Limited Transparency
Researching and learning more about a stock’s fundamentals is vital before buying it. The problem with investing in small-cap is that there needs to be more information to guide your investment choices. For example, you might not get access to profitability information or pricing trend histories of the company. This could make it hard to determine the potential of a small-cap stock.
How To Invest in Small-Cap Stocks
An individual small-cap stock can be purchased via a taxable brokerage account. Another possibility is to invest the money into index funds, mutual funds, and exchange-traded funds (ETFs), which have a small business focus. Considering multiple significant requirements, such as those presented below, is vital when assessing small caps.
Earnings & Revenue Growth
You can assess the patterns of a small-cap by studying past earnings and revenue growth. Even if the company is not profitable, if its profits and revenues are gradually rising, it could indicate that it is heading in the right direction.
Earnings Per Share
This calculation considers the number of outstanding shares of common stock and divides the company’s profit by that number. Given the profitability of a small cap, you may or may not be able to decide this.

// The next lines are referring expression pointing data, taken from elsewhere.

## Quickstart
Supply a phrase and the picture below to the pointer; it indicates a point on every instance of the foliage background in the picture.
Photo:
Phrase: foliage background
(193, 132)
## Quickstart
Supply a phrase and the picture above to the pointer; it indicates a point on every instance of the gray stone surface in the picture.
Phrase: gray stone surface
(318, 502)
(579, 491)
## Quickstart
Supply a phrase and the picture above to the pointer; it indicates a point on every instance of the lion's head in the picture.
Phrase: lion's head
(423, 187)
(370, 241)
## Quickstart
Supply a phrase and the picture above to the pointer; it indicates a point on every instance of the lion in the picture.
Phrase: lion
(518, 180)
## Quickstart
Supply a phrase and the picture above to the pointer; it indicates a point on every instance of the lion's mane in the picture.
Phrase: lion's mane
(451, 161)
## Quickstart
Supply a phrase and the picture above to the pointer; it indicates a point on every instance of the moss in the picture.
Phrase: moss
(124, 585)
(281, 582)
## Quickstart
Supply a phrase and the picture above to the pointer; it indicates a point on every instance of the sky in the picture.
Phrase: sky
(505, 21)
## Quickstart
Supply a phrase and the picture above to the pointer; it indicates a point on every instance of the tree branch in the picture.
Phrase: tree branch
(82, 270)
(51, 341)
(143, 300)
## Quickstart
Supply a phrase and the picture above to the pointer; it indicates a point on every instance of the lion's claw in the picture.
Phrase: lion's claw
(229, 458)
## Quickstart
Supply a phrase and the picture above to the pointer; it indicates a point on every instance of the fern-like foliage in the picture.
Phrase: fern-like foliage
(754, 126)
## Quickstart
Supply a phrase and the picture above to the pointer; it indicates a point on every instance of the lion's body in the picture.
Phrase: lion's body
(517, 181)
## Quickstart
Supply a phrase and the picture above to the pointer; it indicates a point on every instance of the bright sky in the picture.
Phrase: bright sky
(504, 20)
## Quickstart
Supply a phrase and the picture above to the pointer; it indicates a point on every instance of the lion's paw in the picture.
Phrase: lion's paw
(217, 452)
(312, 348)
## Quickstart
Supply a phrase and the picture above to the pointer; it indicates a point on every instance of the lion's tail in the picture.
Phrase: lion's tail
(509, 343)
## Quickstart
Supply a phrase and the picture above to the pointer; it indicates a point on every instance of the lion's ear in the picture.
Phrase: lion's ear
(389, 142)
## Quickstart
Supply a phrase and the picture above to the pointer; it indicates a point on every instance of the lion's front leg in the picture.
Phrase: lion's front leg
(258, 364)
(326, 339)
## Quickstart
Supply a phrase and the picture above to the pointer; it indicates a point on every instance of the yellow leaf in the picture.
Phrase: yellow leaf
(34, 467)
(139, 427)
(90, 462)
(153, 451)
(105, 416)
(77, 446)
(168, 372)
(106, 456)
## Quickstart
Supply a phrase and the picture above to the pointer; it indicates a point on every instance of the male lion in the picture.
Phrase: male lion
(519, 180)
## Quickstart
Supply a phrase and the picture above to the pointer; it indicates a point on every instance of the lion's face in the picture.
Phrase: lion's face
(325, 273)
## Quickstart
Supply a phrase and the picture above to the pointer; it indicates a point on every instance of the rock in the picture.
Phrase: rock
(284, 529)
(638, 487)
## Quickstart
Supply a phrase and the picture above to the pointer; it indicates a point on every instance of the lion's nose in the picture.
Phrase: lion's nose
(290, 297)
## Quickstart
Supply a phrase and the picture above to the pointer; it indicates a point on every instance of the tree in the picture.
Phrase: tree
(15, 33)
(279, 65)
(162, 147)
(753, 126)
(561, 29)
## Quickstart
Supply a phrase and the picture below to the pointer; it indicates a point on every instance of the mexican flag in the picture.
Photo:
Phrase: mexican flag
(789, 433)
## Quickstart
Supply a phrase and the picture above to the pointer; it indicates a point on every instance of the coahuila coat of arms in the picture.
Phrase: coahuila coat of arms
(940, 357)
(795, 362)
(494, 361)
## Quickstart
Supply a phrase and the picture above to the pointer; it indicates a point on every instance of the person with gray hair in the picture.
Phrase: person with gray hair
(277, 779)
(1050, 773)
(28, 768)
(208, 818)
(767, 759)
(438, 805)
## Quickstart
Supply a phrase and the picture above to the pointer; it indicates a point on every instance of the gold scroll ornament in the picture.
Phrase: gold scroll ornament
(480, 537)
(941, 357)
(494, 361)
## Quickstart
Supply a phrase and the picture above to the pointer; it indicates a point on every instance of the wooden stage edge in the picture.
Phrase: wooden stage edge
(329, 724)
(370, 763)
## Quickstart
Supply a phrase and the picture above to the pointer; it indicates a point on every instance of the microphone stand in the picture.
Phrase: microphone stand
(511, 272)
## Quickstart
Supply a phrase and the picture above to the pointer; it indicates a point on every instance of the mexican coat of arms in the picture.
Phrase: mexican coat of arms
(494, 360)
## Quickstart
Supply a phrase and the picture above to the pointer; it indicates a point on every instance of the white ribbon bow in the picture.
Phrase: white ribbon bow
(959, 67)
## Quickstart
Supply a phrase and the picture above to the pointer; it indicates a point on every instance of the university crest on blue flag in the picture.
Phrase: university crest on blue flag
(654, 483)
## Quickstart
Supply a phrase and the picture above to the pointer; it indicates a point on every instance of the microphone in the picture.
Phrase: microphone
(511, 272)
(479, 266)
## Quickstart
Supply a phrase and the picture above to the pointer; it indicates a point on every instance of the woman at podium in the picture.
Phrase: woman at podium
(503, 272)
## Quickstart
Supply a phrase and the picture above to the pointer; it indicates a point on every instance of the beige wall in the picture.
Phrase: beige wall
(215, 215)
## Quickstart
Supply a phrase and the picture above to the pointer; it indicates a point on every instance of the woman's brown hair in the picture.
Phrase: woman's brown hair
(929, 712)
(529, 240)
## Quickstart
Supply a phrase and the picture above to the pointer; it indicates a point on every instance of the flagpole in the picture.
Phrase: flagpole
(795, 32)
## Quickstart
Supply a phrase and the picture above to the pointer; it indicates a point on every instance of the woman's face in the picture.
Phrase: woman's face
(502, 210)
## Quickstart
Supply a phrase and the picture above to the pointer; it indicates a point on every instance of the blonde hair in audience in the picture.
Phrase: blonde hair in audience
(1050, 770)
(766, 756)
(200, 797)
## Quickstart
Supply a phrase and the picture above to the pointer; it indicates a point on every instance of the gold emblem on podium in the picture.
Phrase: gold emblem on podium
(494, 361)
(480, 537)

Price-Earnings Ratio (P/E)
The price-earnings ratio is a method to evaluate a company’s value depending on how the current share price compares to earnings per share. Lower P/E ratios suggest that a stock may be undervalued, enabling a bargain-buying opportunity. Meanwhile, a greater P/E ratio indicates that the company’s shares are overvalued.
Price-Sales Ratio (P/S)
The price-sales ratio (P/S) is calculated by dividing the market value by revenue. You can use this ratio to compare the performance of a small-cap company to other small-caps if it fails to provide earnings per share to disclose.
Bottom Line
Conclusively, small-cap stocks can offer prospects for growth that large-cap stocks fail to provide. The success of these companies can lead to substantial long-term gains when combined with a low-cost investment. Since small-cap stock values can be occasionally volatile, they are not the best choice for investors with short or medium-term investing perspectives. Investors should research these stocks thoroughly before taking the plunge because of the lower liquidity and risk involved.